Six takeaways from the NRA convention

Louisiana Governor Bobby Jindal speaks during the National Rifle Association Annual Meeting Leadership Forum on April 25, 2014 in Indianapolis, Indiana.

Nashville (CNN)A pack of 2016 Republicans made their pitch for president Friday before the National Rifle Association's annual meeting in Nashville, blasting the Obama administration for what they described as an erosion of freedom while punctuating their remarks with sharp enthusiasm for Second Amendment rights.

The contenders also used the principles behind gun rights to fire off criticism of President Barack Obama's handling of national security, further signaling the influential role that foreign policy is expected to have in the presidential election.
More than 70,000 people descended upon Music City to attend the convention, but tickets to see the candidates speak in a five-hour long forum was limited to about 5,000 people.
Sen. Ted Cruz of Texas was the only declared candidate on stage Friday. Other potential contenders included former Florida Gov. Jeb Bush, former Sen. Rick Santorum of Pennsylvania, former Texas Gov. Rick Perry, Wisconsin Gov. Scott Walker, Louisiana Gov. Bobby Jindal, former Arkansas Gov. Mike Huckabee, retired neurosurgeon Ben Carson, former Hewlett-Packard CEO Carly Fiorina and Sen.
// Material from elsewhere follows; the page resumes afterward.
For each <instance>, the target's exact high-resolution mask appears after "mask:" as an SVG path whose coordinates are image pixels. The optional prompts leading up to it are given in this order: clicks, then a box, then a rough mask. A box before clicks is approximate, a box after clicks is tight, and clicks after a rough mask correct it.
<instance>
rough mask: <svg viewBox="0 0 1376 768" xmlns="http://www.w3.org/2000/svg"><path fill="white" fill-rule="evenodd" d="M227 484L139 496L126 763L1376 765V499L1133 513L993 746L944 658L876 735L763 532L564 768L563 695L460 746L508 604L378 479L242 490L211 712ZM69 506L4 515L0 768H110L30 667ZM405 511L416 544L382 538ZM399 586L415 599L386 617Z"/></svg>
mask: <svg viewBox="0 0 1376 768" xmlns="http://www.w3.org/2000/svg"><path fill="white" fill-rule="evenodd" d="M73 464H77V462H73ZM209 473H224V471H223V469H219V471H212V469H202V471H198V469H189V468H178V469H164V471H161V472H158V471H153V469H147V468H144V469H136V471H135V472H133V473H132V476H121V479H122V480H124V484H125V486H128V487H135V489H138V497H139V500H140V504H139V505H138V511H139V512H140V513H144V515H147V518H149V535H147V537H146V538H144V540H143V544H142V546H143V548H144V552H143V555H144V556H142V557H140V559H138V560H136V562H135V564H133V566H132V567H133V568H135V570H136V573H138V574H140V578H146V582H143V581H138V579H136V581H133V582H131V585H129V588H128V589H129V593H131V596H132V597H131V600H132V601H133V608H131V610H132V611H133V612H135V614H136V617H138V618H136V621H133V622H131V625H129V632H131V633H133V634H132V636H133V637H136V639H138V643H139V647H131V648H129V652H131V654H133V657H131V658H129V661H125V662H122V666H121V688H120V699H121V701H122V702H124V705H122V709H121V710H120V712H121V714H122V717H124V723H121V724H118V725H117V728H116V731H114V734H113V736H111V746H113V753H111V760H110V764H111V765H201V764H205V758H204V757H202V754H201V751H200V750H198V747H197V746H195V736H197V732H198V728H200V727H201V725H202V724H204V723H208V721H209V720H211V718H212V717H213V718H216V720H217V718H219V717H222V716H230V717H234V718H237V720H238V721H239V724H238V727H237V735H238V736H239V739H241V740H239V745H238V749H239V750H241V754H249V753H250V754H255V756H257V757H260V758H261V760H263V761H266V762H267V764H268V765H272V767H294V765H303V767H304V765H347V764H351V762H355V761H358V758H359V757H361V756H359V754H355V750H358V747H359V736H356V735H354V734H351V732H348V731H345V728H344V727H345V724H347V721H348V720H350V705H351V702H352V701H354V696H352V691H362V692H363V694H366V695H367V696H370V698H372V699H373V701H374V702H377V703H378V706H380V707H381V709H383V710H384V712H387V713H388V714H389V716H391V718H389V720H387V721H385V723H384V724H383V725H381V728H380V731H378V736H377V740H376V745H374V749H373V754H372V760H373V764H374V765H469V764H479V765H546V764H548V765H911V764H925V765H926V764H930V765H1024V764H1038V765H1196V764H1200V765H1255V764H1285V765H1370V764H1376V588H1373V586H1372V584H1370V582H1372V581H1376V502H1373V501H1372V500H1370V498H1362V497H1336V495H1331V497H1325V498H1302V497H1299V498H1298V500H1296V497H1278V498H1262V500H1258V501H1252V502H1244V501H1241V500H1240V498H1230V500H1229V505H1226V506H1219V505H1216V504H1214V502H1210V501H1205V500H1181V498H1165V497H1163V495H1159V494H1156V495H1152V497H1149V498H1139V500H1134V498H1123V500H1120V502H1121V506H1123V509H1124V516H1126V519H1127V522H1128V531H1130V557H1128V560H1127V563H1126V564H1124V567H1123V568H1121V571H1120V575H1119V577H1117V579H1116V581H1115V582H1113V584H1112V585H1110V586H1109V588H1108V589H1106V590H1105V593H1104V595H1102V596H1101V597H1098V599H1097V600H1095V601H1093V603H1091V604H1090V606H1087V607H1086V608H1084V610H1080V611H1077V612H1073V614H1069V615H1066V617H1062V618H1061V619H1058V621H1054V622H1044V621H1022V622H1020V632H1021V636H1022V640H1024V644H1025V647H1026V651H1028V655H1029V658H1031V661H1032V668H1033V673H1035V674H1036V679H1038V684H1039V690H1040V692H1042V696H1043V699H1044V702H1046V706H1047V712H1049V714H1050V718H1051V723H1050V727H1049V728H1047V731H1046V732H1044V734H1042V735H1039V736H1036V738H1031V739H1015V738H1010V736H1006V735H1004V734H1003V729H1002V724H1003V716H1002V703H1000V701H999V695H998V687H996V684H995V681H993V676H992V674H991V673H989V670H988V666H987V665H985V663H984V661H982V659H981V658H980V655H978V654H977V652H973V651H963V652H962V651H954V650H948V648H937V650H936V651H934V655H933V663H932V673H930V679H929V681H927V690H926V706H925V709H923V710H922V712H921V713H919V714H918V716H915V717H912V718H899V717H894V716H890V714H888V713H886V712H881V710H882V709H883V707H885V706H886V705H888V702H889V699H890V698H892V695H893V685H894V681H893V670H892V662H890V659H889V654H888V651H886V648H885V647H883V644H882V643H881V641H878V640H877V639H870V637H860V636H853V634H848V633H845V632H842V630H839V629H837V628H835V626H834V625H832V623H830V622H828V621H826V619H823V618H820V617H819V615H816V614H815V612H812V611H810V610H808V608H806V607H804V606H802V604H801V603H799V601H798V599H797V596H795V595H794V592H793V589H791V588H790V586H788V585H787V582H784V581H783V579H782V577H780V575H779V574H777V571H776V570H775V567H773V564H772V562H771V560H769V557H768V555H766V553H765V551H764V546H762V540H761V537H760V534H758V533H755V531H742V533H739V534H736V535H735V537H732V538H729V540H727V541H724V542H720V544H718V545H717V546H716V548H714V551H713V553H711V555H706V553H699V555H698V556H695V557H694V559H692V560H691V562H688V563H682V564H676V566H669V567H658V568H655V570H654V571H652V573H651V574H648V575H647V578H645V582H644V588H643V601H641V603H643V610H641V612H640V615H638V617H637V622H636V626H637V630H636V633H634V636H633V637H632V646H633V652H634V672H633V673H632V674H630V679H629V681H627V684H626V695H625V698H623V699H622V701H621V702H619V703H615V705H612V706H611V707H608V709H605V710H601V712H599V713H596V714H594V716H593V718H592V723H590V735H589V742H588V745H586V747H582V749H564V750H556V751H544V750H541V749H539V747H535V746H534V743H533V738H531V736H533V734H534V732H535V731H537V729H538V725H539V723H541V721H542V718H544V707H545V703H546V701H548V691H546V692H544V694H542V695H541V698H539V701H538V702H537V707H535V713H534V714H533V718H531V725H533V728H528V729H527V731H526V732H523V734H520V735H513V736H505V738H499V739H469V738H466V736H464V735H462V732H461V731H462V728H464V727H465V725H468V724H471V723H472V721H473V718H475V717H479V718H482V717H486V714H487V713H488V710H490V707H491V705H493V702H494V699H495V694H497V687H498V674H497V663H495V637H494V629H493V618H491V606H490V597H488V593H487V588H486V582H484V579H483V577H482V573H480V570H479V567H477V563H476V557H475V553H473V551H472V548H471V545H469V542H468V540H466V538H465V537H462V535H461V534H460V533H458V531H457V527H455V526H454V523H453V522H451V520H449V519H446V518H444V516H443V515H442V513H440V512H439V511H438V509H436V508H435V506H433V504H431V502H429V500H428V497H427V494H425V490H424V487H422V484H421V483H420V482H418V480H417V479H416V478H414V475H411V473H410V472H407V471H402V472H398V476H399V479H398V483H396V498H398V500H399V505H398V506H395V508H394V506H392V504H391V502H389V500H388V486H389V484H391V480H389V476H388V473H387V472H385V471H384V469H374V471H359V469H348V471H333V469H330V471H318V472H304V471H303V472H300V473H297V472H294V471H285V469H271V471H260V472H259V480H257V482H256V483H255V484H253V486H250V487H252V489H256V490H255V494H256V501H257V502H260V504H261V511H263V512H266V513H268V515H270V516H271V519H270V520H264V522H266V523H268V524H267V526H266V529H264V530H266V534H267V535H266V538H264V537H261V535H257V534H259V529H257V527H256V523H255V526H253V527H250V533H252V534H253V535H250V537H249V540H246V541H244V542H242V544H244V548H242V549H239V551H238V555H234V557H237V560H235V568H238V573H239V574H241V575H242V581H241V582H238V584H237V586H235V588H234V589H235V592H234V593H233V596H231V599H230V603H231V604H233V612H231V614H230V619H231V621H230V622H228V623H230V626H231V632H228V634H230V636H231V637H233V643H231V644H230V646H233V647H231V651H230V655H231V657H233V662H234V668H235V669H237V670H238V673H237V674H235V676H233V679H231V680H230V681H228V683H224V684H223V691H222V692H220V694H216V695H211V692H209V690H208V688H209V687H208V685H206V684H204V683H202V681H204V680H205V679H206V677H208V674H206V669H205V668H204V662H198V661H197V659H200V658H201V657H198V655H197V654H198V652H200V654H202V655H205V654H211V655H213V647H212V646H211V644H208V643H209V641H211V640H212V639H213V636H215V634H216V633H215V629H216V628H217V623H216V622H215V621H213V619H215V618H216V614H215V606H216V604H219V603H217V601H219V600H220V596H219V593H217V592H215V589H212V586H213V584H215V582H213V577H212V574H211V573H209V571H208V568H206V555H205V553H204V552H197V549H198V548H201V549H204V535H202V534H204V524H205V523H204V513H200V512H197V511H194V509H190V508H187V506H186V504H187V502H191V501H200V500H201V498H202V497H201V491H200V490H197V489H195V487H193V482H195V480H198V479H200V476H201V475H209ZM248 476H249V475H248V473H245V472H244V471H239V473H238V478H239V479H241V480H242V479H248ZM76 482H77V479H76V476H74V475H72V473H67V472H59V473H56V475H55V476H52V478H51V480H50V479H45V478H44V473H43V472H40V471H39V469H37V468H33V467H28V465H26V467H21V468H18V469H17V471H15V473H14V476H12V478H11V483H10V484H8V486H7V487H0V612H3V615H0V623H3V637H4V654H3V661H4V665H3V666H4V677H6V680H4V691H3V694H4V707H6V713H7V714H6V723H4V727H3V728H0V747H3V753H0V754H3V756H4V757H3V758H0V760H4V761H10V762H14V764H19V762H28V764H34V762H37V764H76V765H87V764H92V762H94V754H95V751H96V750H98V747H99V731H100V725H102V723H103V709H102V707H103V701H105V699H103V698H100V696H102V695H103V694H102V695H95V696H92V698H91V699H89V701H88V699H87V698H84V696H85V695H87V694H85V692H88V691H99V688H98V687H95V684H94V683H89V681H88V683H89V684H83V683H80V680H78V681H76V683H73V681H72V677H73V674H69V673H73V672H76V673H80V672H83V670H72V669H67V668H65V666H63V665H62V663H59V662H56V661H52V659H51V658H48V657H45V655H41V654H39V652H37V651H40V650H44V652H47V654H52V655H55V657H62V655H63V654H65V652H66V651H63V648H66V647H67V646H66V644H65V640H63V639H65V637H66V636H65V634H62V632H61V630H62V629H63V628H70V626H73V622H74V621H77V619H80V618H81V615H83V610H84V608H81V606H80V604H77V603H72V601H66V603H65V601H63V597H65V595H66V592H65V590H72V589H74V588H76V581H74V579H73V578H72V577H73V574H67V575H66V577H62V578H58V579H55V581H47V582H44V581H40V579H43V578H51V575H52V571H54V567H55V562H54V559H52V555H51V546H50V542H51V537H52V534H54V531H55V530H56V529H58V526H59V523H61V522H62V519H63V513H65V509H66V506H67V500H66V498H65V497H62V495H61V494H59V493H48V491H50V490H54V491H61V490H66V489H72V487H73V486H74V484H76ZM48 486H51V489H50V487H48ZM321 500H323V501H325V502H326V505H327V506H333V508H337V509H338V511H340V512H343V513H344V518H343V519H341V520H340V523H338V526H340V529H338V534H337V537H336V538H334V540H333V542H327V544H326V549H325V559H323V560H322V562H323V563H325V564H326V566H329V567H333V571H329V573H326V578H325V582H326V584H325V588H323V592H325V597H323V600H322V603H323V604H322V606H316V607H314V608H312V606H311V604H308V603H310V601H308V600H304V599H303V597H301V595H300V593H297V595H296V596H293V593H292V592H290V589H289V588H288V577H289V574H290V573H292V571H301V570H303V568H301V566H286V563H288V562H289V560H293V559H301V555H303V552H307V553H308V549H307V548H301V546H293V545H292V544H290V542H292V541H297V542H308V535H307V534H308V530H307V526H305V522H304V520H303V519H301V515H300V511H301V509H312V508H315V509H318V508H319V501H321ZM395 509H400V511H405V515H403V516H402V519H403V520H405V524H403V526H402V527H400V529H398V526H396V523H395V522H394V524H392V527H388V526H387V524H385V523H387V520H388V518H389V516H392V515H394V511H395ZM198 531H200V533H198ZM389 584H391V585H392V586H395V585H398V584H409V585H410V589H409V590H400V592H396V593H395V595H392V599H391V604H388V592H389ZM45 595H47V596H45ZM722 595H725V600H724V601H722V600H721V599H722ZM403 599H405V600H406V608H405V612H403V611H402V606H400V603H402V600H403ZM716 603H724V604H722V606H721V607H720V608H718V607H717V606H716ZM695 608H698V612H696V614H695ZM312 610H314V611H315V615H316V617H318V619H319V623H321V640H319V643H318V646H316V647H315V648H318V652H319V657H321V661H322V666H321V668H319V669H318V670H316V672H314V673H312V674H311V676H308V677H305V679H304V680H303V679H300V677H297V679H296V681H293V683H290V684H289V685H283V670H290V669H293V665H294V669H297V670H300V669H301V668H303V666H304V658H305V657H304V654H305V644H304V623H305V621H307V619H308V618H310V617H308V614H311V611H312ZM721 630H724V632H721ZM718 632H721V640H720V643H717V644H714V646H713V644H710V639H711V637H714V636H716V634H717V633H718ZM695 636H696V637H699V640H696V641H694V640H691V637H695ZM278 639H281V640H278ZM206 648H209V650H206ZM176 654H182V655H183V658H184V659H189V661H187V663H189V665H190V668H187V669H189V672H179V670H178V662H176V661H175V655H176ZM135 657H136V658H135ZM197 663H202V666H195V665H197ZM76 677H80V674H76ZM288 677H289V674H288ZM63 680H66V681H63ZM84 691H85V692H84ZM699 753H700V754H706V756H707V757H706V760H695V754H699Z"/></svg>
Lindsey Graham of South Carolina.
    1. Candidates show off gun credentials
    As tradition at the annual NRA gathering, the speakers tried to establish their own longstanding history with guns in different ways. Santorum held up his concealed carry card before the audience and boasted that his wife requested ammunition for an upcoming birthday.
    Walker talked about bow-hunting, while Huckabee perused the firearm vendor hall and later listed on stage the guns he grew up with, including his first BB gun at the age of five. "I still have the same gun in mint condition," he said.
    Perry screened a video showing off his shooting skills (the same video was also shown at the 2013 NRA convention). The former governor also crowed about the gun manufacturers he recruited to Texas from other states.
    For Bush, the NRA meeting was a chance to tout his record, including his A+ rating from the NRA, before a conservative crowd that's largely skeptical of him due to his more moderate positions on immigration and Common Core.
    Bush proclaimed to the audience that he's "been with you in trenches" as an "NRA life member since 1986." He also listed the gun rights measures he enacted or maintained as former governor, and defended the stand your ground laws in Florida that became a hot topic following the shooting death of Trayvon Martin.